First and foremost, DeMeno said, senior living communities must have policies that clearly define procedures for identifying, assessing, monitoring and managing residents at risk of eloping. 

“Everyone in a community wears the risk manager’s hat, and everyone should be responsible for understanding what’s in those policies and procedures,” DeMeno said. “We cannot stress enough the importance of having sound policies and procedures to mitigate events like this.”

Service plans and care plans also must include personalized interventions for at-risk residents, she said, advising communities to have conversations with family members early in the admissions process to gather information on any prior history of elopement or behaviors that could lead to wandering. Just as important, DeMeno said, is addressing any change in a resident’s condition.

“We’re seeing an increase in media activity and an increase in lawsuits in regard to elopement,” she said. “It’s incumbent upon all who work in the senior living space to try to find good, sound solutions to mitigate these terrible incidents from occurring.”

Plaintiffs’ attorneys will look at “duty of care” to drive claims against senior living providers, alleging that communities and organizations violated that duty of care by not supervising residents properly, DeMeno said. 

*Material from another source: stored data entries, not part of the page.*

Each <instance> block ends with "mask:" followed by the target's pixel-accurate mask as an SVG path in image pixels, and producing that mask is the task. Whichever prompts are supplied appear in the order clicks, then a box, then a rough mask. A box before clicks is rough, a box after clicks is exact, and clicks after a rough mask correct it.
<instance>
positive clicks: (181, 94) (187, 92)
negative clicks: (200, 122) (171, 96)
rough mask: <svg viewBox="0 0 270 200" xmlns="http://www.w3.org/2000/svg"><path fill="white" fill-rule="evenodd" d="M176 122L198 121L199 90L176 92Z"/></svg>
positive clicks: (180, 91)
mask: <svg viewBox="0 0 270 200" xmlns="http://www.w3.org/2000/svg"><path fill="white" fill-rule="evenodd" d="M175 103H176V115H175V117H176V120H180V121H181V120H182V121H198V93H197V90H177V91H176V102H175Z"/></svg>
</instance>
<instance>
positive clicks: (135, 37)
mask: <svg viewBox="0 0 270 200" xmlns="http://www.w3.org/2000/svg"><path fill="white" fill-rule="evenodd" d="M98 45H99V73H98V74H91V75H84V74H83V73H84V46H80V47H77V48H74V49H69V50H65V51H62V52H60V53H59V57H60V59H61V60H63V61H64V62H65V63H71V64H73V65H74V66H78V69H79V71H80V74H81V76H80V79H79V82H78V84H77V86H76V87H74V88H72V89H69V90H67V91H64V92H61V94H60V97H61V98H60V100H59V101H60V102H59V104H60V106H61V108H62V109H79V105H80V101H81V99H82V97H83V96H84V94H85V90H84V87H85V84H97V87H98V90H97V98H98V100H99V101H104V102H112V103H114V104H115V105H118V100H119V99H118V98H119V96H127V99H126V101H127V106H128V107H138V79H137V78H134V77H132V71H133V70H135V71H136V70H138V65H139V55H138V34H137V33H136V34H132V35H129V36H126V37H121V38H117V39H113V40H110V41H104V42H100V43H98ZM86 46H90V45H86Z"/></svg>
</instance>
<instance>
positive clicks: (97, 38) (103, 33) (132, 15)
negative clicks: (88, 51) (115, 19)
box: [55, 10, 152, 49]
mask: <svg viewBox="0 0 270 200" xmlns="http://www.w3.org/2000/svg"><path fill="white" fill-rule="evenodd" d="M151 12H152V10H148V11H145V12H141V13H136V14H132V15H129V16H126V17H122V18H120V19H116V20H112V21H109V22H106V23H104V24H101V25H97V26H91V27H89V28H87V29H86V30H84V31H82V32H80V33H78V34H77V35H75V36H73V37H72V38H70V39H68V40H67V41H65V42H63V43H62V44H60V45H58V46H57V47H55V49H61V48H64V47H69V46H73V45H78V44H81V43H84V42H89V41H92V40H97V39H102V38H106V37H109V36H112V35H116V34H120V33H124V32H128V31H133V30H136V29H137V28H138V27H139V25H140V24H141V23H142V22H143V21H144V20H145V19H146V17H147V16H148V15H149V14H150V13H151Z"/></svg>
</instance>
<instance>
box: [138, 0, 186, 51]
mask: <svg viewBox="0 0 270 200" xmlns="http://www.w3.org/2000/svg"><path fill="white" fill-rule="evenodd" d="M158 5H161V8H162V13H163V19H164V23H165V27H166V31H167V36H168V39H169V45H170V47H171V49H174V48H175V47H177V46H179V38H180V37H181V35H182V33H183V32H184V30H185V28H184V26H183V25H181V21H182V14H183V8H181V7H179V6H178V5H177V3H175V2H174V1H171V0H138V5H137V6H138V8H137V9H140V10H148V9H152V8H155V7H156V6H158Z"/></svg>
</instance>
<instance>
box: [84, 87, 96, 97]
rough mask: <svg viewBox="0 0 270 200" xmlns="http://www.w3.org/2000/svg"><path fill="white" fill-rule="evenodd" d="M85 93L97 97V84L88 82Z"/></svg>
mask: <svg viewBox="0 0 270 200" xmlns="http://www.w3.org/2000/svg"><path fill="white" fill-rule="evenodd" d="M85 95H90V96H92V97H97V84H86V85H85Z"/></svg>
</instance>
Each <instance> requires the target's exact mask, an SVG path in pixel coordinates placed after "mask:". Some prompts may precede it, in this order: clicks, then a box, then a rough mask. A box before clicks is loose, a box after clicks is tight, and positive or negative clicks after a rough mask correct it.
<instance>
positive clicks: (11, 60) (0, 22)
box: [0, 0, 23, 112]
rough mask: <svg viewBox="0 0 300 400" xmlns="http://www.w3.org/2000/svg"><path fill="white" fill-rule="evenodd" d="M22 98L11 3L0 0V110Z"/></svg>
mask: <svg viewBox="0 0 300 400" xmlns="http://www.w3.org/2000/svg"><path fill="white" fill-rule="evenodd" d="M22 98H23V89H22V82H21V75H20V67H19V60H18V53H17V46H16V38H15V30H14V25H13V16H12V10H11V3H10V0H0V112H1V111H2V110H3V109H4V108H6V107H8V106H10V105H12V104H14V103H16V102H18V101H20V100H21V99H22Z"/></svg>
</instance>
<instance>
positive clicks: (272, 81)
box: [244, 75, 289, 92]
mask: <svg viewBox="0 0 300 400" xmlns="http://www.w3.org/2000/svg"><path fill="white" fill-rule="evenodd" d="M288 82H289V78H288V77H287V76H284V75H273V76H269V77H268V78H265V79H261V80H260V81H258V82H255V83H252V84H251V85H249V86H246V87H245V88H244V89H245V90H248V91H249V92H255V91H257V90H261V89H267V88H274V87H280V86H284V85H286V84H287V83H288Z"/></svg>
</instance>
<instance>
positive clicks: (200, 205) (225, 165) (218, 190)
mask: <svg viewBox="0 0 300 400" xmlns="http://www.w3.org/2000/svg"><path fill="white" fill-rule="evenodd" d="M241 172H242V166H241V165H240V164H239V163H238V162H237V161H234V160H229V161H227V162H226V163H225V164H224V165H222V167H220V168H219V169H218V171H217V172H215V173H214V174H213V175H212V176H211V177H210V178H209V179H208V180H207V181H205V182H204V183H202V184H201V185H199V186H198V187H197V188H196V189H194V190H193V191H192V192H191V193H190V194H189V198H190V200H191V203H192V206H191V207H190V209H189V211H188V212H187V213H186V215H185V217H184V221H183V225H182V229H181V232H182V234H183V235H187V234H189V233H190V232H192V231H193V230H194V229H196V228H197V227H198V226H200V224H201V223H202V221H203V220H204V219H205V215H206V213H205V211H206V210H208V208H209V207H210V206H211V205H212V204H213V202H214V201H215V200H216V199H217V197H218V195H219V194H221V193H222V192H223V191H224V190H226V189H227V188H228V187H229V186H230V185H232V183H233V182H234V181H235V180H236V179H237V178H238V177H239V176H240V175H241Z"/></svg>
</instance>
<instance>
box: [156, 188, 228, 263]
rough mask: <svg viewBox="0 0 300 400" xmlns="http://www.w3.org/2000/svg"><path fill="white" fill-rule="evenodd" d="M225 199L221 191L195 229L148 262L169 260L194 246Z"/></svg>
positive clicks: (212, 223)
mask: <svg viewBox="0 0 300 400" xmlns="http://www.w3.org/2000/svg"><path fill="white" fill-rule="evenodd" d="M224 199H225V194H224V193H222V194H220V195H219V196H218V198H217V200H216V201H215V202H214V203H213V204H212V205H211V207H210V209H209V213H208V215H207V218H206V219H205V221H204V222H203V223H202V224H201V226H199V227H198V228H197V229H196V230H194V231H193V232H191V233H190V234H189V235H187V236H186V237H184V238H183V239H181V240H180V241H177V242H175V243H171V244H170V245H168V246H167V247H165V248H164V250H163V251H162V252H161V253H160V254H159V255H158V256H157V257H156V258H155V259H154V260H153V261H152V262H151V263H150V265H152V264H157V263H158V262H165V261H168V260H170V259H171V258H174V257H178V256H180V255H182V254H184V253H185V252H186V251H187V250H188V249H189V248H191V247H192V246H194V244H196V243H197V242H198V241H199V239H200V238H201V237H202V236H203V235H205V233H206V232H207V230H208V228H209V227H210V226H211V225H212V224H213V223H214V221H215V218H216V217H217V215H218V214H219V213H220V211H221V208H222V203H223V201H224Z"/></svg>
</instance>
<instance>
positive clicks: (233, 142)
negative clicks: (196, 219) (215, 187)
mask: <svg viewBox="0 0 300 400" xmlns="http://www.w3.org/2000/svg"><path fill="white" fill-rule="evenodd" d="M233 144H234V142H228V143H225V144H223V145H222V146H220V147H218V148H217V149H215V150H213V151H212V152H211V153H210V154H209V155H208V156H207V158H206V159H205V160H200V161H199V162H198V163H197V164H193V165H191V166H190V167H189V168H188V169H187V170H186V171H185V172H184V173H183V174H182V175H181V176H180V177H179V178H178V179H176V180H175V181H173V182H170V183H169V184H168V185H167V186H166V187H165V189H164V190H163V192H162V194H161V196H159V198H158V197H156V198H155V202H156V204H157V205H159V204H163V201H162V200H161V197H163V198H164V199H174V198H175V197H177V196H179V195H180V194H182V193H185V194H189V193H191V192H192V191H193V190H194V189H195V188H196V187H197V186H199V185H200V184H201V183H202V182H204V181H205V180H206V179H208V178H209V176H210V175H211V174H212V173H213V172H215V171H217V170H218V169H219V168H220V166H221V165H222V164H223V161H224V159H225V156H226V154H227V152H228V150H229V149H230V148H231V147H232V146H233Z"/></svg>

According to Willis Towers Watson, elopements fall just behind choking in highest claims losses, costing an average of $262,500 per claim. 

The causes of senior living resident elopement, the company said, come down to a lack of attention to residents living with dementia or residents who are at high risk for wandering, not updating staff members about frequent wanderers, low staffing levels, malfunctioning or inadequate security and alarm systems, not educating staff members and resident families about elopement policies and procedures, and not conducting monthly elopement drills.